Tchibanga/Société: Le commissaire général de police de Tchibanga s'explique sur les contrôles effectués sur le pont de la Nyanga

 Tchibanga, 14/ 05 / 08 (Gabon D’Abord Actualités)

Suite aux plaintes des responsables du lycée Mavoundi à Tchibanga qui dénonçaient les contrôles intempestifs des forces de police sur le pont de la Nyangaà l'origine des retards des élèves, des enseignants et du corps administratif au lycée le commissaire général de police de ville de Tchibanga Monsieur Oyé a donné le 13 mai dernier les raisons de ces contrôles.

C'est dans le but d'éclairer l'opinion sur les récentes plaintes des responsables du lycée de Mavoundi dans le premier arrondissement de la commune de Tchibanga dans la province de la Nyanga de ce que les contrôles de police sur le pont du fleuve Nyanga occasionnaient des retards aux élèves, aux enseignants et au corps administratif que le commissaire général de police est sorti le 13 mai dernier de sa réserve.

En effet selon le commissaire de police de la ville de Tchibanga les contrôles de police quotidiennement effectués au niveau du pont situé sur le fleuve Nyanga auraient pour but de sécuriser la vie des usagers du fait des surcharges dans les taxis et clandos assurant le transport en commun des populations.

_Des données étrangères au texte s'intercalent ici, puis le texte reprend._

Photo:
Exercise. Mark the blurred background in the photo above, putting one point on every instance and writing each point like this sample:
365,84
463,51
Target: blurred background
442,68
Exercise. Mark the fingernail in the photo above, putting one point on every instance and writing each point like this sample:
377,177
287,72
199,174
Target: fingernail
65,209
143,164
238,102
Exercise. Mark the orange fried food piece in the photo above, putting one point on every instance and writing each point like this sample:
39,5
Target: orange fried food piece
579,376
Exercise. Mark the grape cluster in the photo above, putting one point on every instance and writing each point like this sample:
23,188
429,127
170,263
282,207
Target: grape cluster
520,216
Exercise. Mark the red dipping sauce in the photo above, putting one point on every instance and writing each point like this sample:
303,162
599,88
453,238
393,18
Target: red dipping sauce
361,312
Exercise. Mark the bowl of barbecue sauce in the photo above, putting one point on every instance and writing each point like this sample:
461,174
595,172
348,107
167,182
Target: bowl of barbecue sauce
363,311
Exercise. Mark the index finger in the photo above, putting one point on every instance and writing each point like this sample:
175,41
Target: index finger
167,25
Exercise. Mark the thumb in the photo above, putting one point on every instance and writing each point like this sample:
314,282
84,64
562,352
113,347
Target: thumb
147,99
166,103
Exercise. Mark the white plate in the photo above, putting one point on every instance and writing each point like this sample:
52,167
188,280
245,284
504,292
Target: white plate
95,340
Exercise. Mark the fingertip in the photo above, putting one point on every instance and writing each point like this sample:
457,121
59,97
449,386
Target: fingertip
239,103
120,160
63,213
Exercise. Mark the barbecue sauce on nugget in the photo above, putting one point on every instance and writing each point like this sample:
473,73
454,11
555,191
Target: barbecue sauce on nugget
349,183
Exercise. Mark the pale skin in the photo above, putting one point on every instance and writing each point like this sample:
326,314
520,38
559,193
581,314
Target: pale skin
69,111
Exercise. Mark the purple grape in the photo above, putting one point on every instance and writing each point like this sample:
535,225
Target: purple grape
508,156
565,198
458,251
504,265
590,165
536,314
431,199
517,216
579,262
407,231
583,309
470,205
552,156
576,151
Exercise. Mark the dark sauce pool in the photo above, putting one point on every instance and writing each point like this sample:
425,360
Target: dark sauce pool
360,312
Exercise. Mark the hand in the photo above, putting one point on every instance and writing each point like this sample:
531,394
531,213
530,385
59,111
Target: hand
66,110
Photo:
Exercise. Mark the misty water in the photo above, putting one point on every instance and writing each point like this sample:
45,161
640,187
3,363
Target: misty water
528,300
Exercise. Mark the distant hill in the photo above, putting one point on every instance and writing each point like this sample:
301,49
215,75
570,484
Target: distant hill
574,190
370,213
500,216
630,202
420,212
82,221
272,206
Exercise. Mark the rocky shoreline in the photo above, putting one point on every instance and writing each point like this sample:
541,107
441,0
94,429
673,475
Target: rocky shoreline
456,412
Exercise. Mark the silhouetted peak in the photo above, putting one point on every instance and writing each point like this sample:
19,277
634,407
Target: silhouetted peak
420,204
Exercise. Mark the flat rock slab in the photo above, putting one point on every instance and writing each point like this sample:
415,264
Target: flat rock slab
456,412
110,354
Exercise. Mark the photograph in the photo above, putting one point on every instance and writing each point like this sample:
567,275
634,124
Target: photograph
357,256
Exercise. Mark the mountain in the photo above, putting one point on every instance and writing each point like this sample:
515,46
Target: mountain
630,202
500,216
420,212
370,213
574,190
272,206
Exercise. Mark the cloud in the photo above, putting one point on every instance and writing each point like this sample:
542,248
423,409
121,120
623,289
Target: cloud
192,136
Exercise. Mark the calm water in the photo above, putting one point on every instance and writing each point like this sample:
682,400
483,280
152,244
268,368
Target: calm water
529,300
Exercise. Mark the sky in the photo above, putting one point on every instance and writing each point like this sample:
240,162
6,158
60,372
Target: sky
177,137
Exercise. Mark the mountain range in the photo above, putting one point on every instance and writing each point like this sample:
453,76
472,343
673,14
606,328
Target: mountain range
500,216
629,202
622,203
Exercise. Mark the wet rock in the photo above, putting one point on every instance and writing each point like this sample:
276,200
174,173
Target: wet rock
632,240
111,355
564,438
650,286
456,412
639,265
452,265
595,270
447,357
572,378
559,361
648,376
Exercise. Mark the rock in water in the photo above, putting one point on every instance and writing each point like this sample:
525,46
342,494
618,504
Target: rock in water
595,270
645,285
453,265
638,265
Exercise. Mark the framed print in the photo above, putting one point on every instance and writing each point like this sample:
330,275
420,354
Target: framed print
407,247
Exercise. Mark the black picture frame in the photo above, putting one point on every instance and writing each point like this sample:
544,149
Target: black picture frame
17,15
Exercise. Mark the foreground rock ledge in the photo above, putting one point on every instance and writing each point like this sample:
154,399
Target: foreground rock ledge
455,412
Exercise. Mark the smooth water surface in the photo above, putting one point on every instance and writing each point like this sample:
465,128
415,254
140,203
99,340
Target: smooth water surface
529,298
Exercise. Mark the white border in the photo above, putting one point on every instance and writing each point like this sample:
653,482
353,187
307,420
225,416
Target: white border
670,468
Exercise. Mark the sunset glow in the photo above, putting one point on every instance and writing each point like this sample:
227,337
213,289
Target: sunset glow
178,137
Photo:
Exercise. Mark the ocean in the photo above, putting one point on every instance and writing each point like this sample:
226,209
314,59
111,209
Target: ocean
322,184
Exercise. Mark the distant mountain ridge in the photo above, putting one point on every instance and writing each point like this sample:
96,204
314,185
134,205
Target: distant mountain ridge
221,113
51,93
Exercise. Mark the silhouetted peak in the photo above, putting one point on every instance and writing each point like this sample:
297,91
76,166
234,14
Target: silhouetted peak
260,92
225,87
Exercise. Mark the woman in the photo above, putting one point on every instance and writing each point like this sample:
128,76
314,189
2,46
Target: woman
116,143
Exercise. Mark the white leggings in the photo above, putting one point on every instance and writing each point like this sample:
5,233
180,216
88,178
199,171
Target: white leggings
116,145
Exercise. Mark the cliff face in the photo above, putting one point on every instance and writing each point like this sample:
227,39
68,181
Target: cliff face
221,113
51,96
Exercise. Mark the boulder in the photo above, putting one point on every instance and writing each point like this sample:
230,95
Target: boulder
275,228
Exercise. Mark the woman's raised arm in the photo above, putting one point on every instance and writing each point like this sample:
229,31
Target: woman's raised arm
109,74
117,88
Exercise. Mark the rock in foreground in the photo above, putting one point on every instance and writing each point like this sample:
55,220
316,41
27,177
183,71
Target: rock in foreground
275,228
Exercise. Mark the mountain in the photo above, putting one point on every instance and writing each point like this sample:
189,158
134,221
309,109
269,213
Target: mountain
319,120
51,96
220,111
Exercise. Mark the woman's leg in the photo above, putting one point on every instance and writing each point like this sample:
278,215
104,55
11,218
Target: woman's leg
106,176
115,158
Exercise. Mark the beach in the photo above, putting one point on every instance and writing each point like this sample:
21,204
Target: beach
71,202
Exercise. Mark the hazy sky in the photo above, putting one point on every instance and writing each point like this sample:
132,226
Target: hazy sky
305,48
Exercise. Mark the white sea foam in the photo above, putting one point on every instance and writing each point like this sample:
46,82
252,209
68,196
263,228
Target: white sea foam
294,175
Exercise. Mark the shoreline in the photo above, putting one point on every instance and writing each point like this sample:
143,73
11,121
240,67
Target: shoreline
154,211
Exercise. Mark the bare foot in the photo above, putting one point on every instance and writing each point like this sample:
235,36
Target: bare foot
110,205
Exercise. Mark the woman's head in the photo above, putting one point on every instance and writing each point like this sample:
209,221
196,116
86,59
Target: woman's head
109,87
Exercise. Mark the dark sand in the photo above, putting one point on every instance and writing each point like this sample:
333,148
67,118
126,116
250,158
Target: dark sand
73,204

Monsieur Oyé a déclaré "pour le cas spécifique de Mavoundi ces barrages ont pour but de sécuriser les élèves car nous savons très bien que dans cette zone les taximans roulent en surcharge et cela peut entraîner des dégâts. C'est pourquoi nous prenons des dispositions pour que ce genre de drame ne se produisent pas".

Selon le commissaire général de police de Tchibanga ces contrôles seraient mal interprétés par les responsables du lycée de Mavoundi qui ne mesurent pas réellement les dangers des surcharges de taxis. Il appartient plutôt aux conducteurs de taxis de respecter les consignes du code de la route qui imposent qu'un véhicule d'environ une tonne cinq ait à son bord cinq passagers.

En outre "c'est mal interpréter par les responsables de cet établissement toutefois il appartient aux chauffeurs de taxis de se mettrent en règle d'abord sur le plan de l'administration et ensuite de travailler en fonction des normes parce que on ne peut pas se permettre de mettre six à sept personnes dans un véhicule qui doit prendre seulement quatre passagers. Il s'agit donc d'une surcharge et ces actes sont répréhensibles par rapport au code la route donc nous ne pouvons être responsable de l'échec scolaire parce que la police dans ces cas travail" a conclu le commissaire général de police de Tchibanga.

Voici qui est désormais clair pour les autorités du lycée de Mavoundi au premier arrondissement de Tchibanga car il s'agit pour ces opérations de contrôle de garantir la sécurité du plus grand nombre et de faire valoir le droit applicable à tous.